Mitarbeiterinnen und Mitarbeiter: Carlos A. Haas (jetzt LMU München)
Mit Beginn der deutschen Herrschaft in Polen im Herbst 1939 änderten sich die Lebensbedingungen der jüdischen Bevölkerung radikal. Schon bald sah sich die Mehrheit der Juden den prekären Bedingungen der Ghettos ausgesetzt. Am Beispiel der Ghettos in Warschau, in Litzmannstadt (Łódź), in Tomaschow (Tomaszów Mazowiecki) und in Petrikau (Piotrków Trybunalski) beschäftigt sich Carlos A. Haas mit den Transformationsprozessen, denen verschiedene Aspekte des Privaten in den Ghettos unterlagen. Die Studie versteht sich als Fortführung und Erweiterung der Fragen aus Alltagsgeschichte, Gender Studies und Jewish Studies, wie sie in den letzten Jahren zunehmend in den Blick der Forschung gerückt sind. Die Arbeit möchte die Geschichte der Ghettos und somit einen wichtigen Aspekt des Holocaust aus einer neuen Perspektive, der Perspektive des „Privaten“ untersuchen.

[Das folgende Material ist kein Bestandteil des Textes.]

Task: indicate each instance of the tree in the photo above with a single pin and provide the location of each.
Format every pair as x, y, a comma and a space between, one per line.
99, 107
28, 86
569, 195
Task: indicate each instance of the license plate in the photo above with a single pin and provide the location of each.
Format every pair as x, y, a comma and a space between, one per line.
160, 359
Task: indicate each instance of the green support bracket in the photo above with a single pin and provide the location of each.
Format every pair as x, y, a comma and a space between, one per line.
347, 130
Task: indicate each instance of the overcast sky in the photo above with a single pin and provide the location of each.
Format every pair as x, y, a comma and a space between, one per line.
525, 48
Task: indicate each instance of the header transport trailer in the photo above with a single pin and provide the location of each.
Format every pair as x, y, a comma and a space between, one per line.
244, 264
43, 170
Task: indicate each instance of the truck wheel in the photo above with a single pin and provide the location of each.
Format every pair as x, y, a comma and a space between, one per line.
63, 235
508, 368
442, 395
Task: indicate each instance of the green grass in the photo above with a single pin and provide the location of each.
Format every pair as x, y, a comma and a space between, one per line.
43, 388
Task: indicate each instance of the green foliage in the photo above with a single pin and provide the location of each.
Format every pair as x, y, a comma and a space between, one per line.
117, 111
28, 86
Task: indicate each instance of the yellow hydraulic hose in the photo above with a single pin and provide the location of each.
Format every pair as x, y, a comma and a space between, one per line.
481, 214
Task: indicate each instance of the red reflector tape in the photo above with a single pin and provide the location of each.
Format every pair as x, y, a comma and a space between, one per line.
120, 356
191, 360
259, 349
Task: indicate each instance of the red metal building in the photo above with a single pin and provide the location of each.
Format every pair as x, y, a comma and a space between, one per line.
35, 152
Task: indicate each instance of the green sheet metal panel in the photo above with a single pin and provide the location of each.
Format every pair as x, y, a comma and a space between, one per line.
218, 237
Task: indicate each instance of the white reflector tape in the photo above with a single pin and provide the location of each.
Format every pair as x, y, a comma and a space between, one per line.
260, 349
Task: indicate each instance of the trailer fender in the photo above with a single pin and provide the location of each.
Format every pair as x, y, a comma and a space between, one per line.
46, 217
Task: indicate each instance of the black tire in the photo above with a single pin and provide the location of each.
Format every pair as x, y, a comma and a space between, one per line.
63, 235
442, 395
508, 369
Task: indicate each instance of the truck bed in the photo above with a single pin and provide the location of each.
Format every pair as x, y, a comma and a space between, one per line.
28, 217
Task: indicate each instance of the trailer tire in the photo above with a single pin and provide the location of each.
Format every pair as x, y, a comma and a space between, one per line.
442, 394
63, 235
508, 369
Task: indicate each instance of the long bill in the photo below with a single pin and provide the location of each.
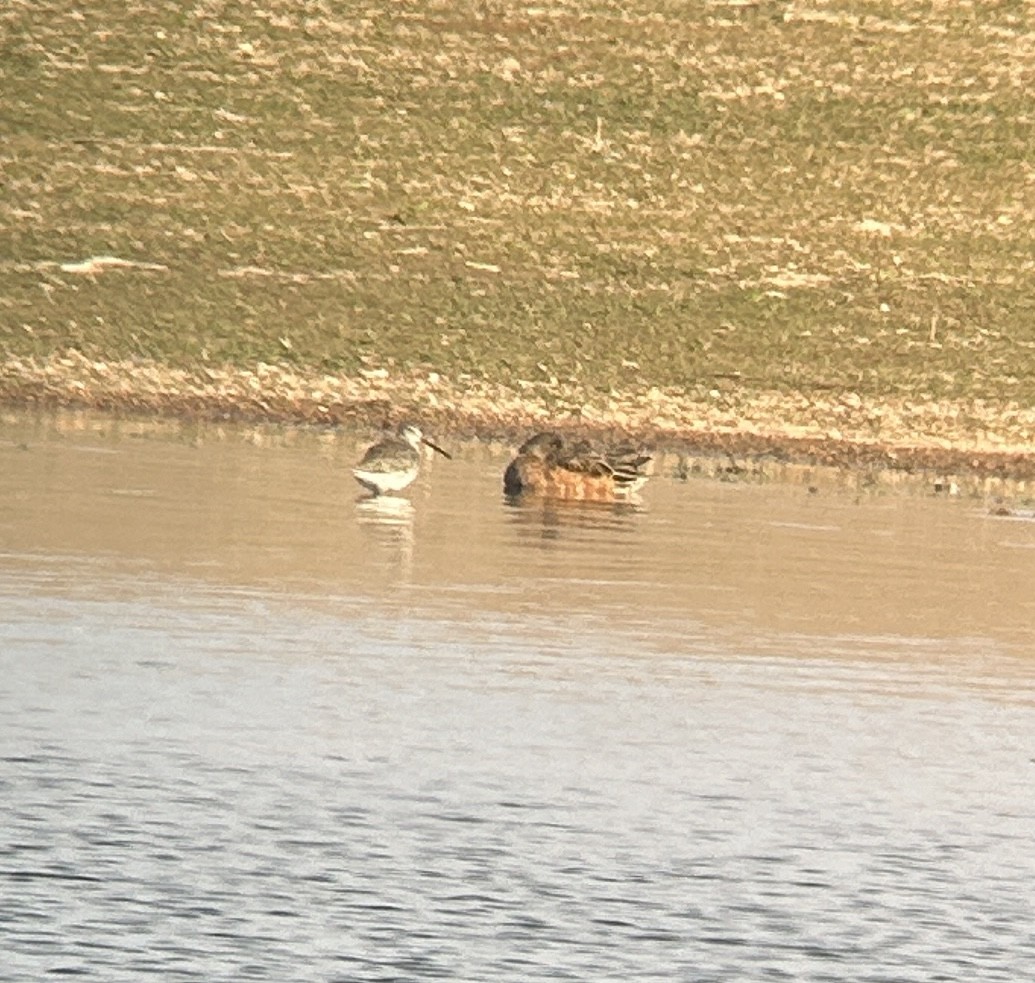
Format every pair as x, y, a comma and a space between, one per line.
434, 446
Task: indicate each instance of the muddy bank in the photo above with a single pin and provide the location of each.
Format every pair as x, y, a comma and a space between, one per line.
840, 429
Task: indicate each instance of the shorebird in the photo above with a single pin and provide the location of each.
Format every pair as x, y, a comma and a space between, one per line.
548, 466
393, 463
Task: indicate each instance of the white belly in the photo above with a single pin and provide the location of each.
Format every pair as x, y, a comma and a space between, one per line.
381, 481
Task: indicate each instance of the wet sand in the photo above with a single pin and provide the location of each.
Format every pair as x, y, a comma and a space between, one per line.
979, 439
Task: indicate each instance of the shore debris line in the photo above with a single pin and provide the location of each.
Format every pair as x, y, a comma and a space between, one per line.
837, 429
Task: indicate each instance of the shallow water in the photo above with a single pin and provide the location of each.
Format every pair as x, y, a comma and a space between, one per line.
255, 728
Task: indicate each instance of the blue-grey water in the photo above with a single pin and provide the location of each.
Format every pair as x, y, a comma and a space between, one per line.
255, 730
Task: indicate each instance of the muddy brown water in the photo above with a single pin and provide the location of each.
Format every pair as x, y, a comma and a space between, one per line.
257, 727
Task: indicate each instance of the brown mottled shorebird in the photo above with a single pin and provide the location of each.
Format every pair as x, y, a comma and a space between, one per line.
549, 466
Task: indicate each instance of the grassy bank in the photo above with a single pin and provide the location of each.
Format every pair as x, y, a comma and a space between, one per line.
716, 200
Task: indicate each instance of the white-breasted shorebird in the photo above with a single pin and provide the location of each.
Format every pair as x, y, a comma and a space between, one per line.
392, 464
548, 465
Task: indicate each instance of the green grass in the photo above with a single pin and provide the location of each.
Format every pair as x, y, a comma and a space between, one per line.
800, 197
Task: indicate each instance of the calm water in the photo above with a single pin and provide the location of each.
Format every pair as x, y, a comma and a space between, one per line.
253, 728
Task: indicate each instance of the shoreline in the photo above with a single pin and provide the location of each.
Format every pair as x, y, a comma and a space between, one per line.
977, 439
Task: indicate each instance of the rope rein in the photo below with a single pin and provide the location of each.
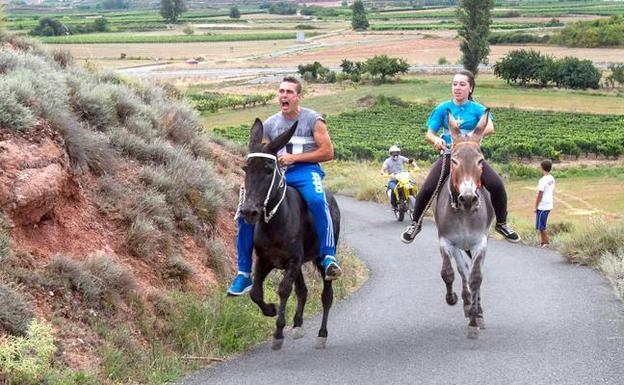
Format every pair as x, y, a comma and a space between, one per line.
435, 192
282, 184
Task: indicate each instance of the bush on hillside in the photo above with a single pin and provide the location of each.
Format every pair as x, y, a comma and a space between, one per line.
525, 67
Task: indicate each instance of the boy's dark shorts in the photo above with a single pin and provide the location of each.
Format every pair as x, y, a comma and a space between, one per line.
541, 217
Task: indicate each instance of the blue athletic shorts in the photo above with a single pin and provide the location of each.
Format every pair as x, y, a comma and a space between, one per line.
541, 217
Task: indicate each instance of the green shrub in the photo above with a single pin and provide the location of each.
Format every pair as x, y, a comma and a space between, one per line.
178, 268
25, 360
143, 238
153, 205
179, 123
87, 150
93, 104
15, 312
217, 259
67, 272
13, 114
113, 277
590, 243
63, 57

Hierbei sind Raum und Zeit die Analysekategorien, mit denen verschiedene Transformationsfelder untersucht werden sollen. Beide erfassen zunächst Grundbedingungen des Privaten. Der Blick auf den Umgang mit räumlichen und zeitlichen Einschränkungen, von denen das Leben in den Ghettos maßgeblich geprägt war, führt zu den sozialen Praktiken, in denen sich Transformationen manifestierten. Welche sozialen Praktiken ermöglichten es, Nähe zuzulassen oder Distanz aufzubauen?
Um die Kontinuitätslinien aufzuzeigen, in denen die späteren Opfer des Holocaust standen, geht es in einem kürzeren ersten Abschnitt der Arbeit um die Entwicklungen, die das Judentum in der Zweiten Polnischen Republik durchlaufen hatte. Es folgt eine Analyse des ersten Kriegsmonats, einer Phase des radikalen Umbruchs, in der die deutschen Besatzer in kurzer Zeit neue Rahmenbedingungen des Privaten vorgaben.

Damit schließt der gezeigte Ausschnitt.